5. De rechtbank zal het beroep gegrond verklaren. Het bestreden besluit zal worden vernietigd. De rechtbank zal nu beoordelen of verweerder aannemelijk heeft gemaakt dat hij de WOZ-waarde van de onroerende zaak niet te hoog heeft vastgesteld en of de rechts-gevolgen van het bestreden besluit in stand gelaten kunnen worden.
6. In geschil is of verweerder de waarde van de onroerende zaak op de waardepeil-datum 1 januari 2019 op een te hoog bedrag heeft vastgesteld.
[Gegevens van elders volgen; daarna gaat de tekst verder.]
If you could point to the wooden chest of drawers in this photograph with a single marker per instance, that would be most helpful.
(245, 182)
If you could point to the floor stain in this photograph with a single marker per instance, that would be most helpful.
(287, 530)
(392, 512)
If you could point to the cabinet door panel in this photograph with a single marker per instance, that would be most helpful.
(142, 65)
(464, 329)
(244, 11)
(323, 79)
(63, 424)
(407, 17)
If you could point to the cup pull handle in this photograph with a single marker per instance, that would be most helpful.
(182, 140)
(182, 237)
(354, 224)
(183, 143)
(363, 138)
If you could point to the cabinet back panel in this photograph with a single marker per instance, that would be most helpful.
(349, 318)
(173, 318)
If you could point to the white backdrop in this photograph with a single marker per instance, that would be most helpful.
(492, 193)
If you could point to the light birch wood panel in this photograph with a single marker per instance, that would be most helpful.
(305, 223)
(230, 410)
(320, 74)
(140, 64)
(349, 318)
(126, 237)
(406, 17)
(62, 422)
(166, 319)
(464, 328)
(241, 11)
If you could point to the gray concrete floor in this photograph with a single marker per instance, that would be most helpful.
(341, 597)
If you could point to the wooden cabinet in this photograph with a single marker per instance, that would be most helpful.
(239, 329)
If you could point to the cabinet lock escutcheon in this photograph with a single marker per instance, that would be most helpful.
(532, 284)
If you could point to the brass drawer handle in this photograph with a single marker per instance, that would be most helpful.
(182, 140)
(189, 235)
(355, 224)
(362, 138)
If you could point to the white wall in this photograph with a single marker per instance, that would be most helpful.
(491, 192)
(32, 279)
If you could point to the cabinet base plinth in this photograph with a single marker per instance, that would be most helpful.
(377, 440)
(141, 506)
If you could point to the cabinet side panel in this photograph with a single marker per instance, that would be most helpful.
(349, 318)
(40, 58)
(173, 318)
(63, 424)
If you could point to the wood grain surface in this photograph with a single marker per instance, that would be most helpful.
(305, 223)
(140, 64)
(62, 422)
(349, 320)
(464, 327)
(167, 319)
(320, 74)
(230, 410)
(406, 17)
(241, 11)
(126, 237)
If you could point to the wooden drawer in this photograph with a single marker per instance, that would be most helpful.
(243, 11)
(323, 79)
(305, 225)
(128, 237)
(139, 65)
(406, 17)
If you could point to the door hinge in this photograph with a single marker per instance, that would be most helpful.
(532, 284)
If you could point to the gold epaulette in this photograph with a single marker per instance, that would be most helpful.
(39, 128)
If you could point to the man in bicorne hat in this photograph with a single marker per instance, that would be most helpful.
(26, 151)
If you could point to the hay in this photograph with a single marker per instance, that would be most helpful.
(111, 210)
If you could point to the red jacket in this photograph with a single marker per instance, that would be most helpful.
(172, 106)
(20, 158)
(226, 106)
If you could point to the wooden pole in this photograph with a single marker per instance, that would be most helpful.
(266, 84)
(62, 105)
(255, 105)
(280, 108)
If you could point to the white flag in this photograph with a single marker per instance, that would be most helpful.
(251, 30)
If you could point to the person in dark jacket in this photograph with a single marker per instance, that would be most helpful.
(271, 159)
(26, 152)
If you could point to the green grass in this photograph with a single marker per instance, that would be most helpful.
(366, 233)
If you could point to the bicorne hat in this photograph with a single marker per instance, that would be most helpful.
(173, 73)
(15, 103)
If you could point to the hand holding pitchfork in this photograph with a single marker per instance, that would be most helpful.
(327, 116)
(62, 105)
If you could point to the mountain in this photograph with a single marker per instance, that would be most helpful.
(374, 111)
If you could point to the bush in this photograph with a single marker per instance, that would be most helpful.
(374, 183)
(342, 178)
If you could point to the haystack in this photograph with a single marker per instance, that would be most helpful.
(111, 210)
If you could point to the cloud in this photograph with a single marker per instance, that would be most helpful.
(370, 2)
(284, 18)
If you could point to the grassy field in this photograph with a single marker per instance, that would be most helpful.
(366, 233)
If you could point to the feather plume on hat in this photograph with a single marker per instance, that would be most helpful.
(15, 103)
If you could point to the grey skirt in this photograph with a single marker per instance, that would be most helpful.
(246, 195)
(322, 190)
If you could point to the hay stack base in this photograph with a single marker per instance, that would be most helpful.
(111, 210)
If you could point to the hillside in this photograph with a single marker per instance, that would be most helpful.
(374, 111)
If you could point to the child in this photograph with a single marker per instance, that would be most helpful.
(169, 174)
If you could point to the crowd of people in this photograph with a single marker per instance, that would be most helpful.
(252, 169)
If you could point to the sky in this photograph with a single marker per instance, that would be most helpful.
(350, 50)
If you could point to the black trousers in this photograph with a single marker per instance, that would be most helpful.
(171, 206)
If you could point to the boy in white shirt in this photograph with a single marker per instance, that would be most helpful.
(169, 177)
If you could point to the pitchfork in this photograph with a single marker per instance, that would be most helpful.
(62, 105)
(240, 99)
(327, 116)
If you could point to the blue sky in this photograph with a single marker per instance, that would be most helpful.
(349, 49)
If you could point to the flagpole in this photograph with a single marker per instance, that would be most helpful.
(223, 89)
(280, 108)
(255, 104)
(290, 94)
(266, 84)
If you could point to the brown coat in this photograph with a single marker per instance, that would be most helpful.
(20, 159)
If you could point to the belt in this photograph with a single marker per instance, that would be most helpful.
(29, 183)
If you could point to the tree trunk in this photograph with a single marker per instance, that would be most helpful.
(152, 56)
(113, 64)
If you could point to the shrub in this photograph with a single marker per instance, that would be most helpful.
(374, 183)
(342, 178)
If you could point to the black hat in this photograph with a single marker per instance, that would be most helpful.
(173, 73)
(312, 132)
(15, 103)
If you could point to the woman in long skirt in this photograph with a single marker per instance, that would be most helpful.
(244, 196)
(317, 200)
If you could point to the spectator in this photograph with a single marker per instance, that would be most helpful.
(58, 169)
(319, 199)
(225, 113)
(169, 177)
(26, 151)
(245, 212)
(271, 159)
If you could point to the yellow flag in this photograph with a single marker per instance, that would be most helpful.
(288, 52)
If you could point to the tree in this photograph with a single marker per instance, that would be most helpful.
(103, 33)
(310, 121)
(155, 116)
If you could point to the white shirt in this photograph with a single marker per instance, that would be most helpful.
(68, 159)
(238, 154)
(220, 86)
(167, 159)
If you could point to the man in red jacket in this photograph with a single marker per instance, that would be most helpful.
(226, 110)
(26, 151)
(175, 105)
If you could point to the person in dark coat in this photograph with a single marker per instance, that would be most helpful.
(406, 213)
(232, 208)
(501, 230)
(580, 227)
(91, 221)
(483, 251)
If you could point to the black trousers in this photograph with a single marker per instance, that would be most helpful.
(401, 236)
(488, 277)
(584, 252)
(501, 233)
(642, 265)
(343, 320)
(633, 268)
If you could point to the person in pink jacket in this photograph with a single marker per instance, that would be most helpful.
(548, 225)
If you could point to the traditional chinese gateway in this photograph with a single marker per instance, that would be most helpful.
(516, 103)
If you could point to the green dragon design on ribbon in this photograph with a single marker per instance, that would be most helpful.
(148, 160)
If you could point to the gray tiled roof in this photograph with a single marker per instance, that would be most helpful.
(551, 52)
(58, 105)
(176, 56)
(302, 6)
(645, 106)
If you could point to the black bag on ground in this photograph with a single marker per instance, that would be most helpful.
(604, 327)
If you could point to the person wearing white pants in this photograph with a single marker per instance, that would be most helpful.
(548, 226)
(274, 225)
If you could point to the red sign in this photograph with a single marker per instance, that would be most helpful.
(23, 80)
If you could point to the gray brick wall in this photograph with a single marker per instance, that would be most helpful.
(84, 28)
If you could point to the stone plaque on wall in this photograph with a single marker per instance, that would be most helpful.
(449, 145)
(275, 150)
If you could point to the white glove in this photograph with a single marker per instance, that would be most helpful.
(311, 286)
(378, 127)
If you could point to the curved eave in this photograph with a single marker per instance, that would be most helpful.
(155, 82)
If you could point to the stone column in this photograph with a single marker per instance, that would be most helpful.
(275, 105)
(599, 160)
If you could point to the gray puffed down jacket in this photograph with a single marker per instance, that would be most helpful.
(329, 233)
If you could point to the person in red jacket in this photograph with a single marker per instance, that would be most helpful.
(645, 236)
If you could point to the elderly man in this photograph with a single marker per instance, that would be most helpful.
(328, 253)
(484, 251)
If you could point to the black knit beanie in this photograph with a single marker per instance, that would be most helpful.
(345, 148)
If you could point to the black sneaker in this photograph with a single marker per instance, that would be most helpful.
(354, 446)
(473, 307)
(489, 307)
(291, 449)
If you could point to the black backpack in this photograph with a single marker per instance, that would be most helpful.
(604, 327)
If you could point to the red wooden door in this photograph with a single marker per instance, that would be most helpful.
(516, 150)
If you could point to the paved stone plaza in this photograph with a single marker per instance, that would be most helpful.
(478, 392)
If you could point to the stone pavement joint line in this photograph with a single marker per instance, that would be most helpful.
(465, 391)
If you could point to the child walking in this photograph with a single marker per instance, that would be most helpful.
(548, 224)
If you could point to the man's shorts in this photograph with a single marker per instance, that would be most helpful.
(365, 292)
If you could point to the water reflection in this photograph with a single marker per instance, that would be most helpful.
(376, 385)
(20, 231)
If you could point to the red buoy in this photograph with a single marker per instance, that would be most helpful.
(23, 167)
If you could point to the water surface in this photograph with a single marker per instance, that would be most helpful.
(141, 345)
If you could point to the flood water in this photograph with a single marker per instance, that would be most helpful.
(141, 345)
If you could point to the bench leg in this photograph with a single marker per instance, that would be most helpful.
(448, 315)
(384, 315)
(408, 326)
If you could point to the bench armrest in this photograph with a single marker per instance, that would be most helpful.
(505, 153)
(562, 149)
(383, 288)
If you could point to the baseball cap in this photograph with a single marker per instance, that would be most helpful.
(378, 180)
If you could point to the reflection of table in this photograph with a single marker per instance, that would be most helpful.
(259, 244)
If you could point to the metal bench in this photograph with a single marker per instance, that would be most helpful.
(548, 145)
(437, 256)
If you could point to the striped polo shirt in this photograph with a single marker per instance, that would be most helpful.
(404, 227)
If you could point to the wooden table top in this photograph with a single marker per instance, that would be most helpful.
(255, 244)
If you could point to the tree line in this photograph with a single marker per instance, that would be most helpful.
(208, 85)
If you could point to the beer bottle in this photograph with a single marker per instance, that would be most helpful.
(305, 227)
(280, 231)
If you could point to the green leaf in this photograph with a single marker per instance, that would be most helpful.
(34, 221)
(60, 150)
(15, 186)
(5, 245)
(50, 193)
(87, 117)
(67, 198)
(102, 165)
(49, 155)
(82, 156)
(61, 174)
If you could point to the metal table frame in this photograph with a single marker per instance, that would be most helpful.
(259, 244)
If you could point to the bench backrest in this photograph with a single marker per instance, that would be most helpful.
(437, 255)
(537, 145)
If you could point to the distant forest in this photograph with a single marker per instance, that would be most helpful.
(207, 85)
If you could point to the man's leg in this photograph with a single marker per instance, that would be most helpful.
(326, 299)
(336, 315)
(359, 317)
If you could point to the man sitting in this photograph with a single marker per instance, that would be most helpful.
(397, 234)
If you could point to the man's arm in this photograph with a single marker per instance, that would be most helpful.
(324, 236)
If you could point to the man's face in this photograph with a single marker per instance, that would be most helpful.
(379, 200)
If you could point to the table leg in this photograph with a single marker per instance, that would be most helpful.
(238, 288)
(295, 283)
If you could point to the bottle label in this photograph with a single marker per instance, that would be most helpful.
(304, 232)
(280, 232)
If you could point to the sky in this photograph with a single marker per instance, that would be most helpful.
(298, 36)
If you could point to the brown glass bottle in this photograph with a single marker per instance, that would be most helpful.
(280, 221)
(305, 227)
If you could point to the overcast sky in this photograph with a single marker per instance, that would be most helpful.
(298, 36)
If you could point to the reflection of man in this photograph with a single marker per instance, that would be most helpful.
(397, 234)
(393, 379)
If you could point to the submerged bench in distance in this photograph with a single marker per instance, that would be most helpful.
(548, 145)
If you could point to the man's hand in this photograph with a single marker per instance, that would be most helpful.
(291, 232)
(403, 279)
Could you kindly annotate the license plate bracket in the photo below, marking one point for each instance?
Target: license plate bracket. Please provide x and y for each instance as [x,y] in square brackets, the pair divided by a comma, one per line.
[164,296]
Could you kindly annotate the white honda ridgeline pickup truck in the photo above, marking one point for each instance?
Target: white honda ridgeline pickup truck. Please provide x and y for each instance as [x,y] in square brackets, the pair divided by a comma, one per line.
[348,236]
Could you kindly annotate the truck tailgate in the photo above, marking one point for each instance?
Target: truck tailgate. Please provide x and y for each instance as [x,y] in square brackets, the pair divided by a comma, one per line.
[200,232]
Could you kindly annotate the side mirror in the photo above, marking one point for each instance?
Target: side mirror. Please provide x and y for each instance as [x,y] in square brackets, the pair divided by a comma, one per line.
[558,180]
Eiser stelt dat dit het geval is en voert aan dat de waarde € 126.000,- bedraagt. Verweerder is van mening dat hij de waarde niet te hoog heeft vastgesteld.
7. De onroerende zaak is een benedenwoning (bouwjaar 1935) met een wooninhoud van 159 m³ en een tuin van 25 m².
8. Op grond van artikel 17, tweede lid, van de Wet WOZ wordt de waarde van de onroerende zaak bepaald op de waarde die eraan moet worden toegekend indien de volle en onbezwaarde eigendom ervan zou kunnen worden overgedragen en de verkrijger de zaak in de staat waarin die zich bevindt, onmiddellijk en in volle omvang in gebruik zou kunnen nemen. Uit de geschiedenis van de totstandkoming van de Wet WOZ blijkt dat de WOZ-waarde gelijk dient te zijn aan de prijs die de meest biedende koper betaalt na de meest geschikte voorbereiding. Dit is het uitgangspunt dat de wetgever heeft gekozen bij de waardering volgens de Wet WOZ. In het algemeen mag verweerder bij zijn waardebepaling gebruik maken van (per waardepeildatum geïndexeerde) verkoopcijfers van vergelijkings-objecten die zijn verkocht een jaar vóór de waardepeildatum, maar ook van verkoopcijfers van een jaar ná de waardepeildatum.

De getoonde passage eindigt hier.